A glimpse inside the hockey bar within the ice rink where the Blackhawks practice.
By Lauren MacIntyre|
On Madison Street near the United Center, men regularly lug duffels the size of body bags. Their first stop: the rink at Johnny’s IceHouse, home to one of the biggest adult hockey leagues in the country. Their second: likely the Stanley Club, the rink’s in-house bar.
There are actually two Stanley Clubs along Madison, perhaps the only watering holes in the city where you can see your breath year-round. One is inside Johnny’s IceHouse East (1350 W Madison St, 312-226-5555), the other at Johnny’s IceHouse West (2550 W Madison St, 312-243-4441), where the Blackhawks squad has been practicing for its preseason debut Tuesday 20.
Both bars overlook the ice and share the same owner (Tom Moro, who also opened the rinks) and the same family-room-meets-frat-house decor: knotty wood paneling, neon beer signs, pretty bartenders who draw drafts from a handle shaped like a hockey stick. It’s an ideal atmosphere to take in a game: The rink bars’ brisk air thrums with radio hits, occasionally punctuated by the air-raid drone of the buzzer between periods of the games below. At Stanley Club West, a photo of the Blackhawks’ mythic bloody-faced bruiser Bobby Hull hangs near one of the flat-screen TVs.

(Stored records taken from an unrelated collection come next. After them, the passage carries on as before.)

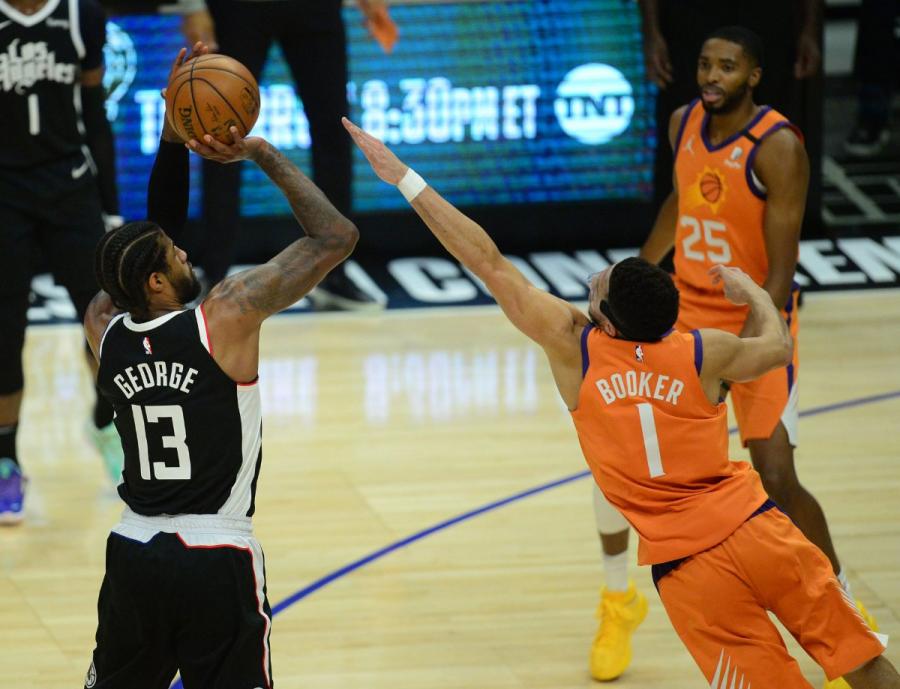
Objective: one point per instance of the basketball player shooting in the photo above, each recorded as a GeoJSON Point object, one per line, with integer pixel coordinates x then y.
{"type": "Point", "coordinates": [740, 182]}
{"type": "Point", "coordinates": [645, 403]}
{"type": "Point", "coordinates": [185, 586]}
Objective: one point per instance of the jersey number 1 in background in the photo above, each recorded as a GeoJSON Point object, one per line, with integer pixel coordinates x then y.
{"type": "Point", "coordinates": [161, 470]}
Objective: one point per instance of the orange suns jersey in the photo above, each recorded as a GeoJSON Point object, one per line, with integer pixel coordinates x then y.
{"type": "Point", "coordinates": [721, 202]}
{"type": "Point", "coordinates": [658, 448]}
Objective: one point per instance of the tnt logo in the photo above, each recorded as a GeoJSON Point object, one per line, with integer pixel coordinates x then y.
{"type": "Point", "coordinates": [594, 103]}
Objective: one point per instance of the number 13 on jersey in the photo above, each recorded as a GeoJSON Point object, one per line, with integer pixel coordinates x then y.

It’s an image so iconic to hockey fans, says Johnny’s in-house coach David Hesser, “it’s like our version of Marilyn standing over the subway grate.”
While the Blackhawks’ “open practices” at the west rink are free to the public (see chicagoblackhawks.com for the schedule), don’t expect to clink glasses with the likes of Patrick Kane in the bar afterward. Players have a separate entrance (as well as private digs that include a players’ lounge, massage room and sauna). Besides, notes bartender Jen Mahood, to have them quaffing suds at the bar “probably wouldn’t look so good.” Better luck can be had spotting a retired hockey great, thanks to the pickup games for Blackhawks alumni that happen every other Friday. Brian Noonan, Grant Mulvey and Jack O’Callahan, who played on the 1980 U.S. Olympic team, have all been seen tipping back a few inside the bar.
Those with the most visible presence, however, are the adult league players (mostly men), who drive in from as far as Wisconsin to play on teams with names like the Winos, the Neanderthals and Yellow Snow. They toss back handfuls of the bar’s free popcorn and drink beer. Lots of it. (Moro claims the Stanley Clubs are the biggest sellers of Labatts in the state.)
“The conversation in the locker room tends to follow up here,” says Amy Banas, who has tended bar at Stanley Club East since it opened 11 years ago. But the brawling stays on the ice. “I’ve only seen one bar fight the whole time I’ve been here,” Banas says. Above the boards at Johnny’s East, a banner reads, when you lose say little, when you win say less.
Still, during a game one recent evening, a player unintentionally hit his opponent in the face with his stick, tearing open the man’s upper lip. “Anyone bring a sewing kit?” one of the rink’s Zamboni drivers cracked later at the bar. “You just don’t see this stuff on the golf course.”
The 2011–12 Chicago Blackhawks preseason starts Tuesday 20 in Edmonton against the Oilers.